No, il saldo e stralcio immobiliare non è una truffa in sé. Può però diventare molto rischioso, o addirittura truffaldino, se viene proposto senza verifiche, con costi nascosti, senza accordo con tutti i creditori o su immobili non trasferibili.
Cosa significa comprare casa in pre-asta?
Comprare casa in pre-asta significa acquistare l’immobile prima della vendita giudiziaria, normalmente attraverso un accordo tra debitore, creditori e acquirente. L’obiettivo è chiudere la procedura esecutiva prima dell’asta.
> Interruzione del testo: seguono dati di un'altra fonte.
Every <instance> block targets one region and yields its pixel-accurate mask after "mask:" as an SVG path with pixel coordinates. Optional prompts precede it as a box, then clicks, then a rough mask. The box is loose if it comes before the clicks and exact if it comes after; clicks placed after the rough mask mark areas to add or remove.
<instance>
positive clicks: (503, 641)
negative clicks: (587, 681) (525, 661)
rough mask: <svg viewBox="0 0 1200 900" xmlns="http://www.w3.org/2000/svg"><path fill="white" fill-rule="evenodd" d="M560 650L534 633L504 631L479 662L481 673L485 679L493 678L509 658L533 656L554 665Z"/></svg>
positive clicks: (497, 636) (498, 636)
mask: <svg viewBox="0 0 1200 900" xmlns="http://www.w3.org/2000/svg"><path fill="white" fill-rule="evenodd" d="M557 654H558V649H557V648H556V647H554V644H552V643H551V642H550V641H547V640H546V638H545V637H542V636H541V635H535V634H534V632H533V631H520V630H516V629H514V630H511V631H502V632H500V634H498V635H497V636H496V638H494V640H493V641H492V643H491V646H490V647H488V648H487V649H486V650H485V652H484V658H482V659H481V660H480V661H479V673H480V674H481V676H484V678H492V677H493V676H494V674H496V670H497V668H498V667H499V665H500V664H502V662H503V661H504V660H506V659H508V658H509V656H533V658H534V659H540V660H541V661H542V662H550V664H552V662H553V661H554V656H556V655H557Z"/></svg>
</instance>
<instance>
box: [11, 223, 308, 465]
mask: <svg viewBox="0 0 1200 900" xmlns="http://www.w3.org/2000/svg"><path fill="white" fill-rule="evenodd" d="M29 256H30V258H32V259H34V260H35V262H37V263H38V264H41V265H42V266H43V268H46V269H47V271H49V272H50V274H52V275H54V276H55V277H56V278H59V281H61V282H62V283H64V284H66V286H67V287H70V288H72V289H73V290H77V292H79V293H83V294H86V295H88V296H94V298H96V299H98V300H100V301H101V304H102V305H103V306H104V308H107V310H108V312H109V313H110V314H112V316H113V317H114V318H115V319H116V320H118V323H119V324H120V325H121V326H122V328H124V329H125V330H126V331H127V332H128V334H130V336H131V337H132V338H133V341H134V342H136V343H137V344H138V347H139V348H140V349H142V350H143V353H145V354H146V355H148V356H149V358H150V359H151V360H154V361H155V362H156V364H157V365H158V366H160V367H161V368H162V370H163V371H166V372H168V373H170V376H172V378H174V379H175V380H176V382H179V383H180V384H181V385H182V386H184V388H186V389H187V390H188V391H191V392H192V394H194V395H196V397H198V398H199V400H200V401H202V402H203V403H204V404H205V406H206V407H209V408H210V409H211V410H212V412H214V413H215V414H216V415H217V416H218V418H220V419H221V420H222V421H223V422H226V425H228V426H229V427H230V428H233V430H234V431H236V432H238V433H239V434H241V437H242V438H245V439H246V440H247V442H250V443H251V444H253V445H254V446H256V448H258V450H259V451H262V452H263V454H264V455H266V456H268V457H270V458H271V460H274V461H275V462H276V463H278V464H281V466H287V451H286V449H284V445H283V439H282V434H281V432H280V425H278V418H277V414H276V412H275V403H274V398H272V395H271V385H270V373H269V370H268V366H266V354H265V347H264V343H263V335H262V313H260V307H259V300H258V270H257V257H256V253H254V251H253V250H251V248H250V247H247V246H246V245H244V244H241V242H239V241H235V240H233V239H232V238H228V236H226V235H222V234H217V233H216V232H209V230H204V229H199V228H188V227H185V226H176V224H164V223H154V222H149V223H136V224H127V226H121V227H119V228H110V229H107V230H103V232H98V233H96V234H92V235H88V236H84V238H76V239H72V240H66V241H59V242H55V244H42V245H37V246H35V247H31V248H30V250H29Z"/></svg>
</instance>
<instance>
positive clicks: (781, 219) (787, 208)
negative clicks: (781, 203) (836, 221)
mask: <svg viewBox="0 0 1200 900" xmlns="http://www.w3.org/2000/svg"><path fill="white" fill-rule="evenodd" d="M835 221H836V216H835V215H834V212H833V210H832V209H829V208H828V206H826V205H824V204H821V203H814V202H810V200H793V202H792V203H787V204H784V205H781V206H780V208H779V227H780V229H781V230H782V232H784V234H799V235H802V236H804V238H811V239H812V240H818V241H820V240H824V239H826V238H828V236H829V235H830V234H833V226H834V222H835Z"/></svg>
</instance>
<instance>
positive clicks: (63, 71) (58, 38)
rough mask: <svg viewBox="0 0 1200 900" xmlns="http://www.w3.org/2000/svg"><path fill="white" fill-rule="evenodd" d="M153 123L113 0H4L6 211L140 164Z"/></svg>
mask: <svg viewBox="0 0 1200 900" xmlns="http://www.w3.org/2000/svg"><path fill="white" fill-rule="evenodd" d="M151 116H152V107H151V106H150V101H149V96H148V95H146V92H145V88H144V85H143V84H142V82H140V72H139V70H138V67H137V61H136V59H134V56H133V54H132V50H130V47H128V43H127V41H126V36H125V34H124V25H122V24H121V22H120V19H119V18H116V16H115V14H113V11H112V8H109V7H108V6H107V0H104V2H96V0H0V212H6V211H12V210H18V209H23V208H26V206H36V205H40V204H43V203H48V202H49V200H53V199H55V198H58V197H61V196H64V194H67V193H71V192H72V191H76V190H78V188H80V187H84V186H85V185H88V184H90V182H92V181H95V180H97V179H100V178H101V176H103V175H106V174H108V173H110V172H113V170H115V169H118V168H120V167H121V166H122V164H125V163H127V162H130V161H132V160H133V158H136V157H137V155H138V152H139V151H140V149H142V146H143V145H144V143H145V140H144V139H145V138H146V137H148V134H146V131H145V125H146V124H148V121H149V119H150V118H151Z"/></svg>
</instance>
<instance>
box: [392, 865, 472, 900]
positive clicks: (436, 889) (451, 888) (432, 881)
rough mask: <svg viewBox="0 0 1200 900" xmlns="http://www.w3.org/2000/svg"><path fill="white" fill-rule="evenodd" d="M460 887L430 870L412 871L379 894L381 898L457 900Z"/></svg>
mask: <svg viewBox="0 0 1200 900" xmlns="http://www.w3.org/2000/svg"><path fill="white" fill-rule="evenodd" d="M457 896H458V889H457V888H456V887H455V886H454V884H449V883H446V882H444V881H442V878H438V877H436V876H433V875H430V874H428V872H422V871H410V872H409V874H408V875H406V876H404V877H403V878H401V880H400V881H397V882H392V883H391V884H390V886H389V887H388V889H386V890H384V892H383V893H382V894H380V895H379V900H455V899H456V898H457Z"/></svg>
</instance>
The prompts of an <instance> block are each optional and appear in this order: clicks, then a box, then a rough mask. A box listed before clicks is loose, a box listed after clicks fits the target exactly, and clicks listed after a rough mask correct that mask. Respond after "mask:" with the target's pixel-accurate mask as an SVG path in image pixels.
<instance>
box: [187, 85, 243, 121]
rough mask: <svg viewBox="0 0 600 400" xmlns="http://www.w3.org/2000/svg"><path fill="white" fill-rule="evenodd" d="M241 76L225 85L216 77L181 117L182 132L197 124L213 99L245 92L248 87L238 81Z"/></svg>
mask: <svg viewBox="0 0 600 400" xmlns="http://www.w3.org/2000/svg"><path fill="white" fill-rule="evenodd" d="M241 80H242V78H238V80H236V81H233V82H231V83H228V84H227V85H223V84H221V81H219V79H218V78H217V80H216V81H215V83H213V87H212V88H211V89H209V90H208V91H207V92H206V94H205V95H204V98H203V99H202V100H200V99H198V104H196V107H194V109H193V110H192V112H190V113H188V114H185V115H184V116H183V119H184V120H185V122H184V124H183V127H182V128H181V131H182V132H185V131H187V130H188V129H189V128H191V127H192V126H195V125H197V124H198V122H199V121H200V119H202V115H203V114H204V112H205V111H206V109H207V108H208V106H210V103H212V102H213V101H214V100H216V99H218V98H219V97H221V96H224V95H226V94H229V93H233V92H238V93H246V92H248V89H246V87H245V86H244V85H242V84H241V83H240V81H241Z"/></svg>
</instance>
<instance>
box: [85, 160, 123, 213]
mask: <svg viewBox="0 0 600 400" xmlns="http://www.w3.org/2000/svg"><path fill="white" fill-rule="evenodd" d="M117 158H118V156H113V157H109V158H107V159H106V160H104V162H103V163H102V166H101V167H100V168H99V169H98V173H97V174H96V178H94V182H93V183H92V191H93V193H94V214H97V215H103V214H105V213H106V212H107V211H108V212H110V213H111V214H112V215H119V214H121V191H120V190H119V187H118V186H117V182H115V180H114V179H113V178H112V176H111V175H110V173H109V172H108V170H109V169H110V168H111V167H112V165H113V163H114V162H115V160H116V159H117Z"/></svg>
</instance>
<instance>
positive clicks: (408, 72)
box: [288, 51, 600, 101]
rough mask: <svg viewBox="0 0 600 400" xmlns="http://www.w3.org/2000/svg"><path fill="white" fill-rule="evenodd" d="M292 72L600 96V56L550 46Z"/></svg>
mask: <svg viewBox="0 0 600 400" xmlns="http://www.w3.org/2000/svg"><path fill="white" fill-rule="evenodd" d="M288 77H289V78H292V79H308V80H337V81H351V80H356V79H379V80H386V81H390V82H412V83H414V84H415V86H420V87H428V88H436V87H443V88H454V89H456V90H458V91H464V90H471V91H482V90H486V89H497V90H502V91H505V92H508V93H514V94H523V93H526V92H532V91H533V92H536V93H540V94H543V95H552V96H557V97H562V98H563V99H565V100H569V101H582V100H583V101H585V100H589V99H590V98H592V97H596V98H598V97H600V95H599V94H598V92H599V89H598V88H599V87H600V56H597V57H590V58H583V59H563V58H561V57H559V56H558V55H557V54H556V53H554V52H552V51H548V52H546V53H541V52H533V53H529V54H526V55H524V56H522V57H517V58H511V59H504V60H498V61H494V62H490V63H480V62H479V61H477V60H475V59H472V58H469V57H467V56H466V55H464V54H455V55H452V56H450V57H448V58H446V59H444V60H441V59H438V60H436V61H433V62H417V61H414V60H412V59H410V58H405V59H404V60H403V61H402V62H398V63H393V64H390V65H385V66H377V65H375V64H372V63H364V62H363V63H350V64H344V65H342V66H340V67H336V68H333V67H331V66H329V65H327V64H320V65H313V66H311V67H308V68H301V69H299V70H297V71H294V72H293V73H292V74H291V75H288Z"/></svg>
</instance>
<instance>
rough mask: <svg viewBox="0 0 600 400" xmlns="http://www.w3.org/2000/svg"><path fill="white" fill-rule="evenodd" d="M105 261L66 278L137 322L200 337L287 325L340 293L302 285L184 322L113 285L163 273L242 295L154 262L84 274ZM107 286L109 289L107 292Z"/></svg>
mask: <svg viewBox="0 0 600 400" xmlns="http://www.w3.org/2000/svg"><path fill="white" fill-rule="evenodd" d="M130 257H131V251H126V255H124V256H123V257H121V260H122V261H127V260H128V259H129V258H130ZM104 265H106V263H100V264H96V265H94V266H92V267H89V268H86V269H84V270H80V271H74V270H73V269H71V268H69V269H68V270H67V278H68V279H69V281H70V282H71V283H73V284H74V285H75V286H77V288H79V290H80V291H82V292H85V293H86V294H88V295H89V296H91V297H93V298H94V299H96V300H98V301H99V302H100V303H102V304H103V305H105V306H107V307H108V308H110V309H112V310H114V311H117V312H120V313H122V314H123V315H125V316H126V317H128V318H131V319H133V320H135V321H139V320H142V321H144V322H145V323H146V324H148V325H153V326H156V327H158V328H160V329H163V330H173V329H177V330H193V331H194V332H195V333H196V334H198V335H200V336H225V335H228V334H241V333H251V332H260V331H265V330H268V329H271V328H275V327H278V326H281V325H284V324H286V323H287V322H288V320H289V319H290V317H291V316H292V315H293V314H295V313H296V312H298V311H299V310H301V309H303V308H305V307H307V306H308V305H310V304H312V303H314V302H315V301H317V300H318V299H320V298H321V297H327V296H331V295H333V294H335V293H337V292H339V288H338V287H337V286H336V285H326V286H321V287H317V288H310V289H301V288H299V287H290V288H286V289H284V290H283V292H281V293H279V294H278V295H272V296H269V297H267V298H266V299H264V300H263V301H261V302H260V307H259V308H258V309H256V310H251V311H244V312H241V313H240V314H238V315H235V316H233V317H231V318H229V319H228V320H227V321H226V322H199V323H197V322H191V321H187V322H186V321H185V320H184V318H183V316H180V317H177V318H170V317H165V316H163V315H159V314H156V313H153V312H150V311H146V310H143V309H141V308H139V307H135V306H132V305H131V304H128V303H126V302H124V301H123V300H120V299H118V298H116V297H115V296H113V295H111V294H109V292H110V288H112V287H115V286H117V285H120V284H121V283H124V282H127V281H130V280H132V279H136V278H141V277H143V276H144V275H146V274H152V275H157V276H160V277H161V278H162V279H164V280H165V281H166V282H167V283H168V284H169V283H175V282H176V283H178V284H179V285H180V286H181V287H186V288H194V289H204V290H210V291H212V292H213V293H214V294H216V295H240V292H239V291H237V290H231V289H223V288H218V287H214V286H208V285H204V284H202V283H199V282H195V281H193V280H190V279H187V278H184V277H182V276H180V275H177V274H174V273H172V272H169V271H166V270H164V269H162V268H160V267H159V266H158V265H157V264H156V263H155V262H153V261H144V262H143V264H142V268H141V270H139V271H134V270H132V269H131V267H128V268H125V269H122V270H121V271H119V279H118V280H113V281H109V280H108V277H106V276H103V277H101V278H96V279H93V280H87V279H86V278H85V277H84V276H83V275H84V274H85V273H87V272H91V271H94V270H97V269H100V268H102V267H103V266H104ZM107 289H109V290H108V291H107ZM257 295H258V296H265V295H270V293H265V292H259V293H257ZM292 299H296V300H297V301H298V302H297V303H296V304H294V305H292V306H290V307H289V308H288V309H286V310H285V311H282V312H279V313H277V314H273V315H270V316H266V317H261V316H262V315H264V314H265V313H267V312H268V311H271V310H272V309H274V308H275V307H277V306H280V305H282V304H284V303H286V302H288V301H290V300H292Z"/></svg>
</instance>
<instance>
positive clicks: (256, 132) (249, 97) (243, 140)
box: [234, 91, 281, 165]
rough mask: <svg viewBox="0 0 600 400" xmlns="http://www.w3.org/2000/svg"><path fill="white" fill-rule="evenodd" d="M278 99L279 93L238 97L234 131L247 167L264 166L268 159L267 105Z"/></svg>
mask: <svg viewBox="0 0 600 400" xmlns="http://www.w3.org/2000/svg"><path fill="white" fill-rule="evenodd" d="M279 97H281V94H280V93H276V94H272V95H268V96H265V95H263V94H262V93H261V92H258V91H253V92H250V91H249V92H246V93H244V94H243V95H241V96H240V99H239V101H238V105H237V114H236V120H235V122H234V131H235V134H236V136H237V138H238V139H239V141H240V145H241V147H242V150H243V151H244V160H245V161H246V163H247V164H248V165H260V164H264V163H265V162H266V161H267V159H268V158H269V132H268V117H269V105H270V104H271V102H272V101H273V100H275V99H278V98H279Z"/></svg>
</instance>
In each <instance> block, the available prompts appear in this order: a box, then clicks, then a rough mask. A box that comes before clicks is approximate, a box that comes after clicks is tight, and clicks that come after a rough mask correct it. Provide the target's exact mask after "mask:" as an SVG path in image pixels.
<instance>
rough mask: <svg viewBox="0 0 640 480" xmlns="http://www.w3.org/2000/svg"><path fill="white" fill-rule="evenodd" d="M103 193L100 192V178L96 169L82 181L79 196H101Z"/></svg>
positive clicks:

Qual è il rischio più grande del saldo e stralcio?
Uno dei rischi più grandi è pagare somme senza ottenere l’effettiva chiusura del pignoramento. Questo può accadere se intervengono nuovi creditori, se non tutti i creditori sono stati coinvolti o se le rinunce non vengono gestite correttamente.
Un immobile abusivo può essere comprato con saldo e stralcio?
Dipende. Alcuni immobili con abusi possono essere venduti all’asta, ma non sempre possono essere trasferiti davanti al notaio. Nel saldo e stralcio, essendo necessario un atto notarile, la trasferibilità dell’immobile deve essere verificata prima.
È meglio comprare all’asta o con saldo e stralcio?
Dipende dal caso concreto. Il saldo e stralcio può evitare la gara e i rilanci, ma non sempre è più conveniente dell’asta. Bisogna confrontare prezzo, costi, rischi, tempi e trasferibilità dell’immobile.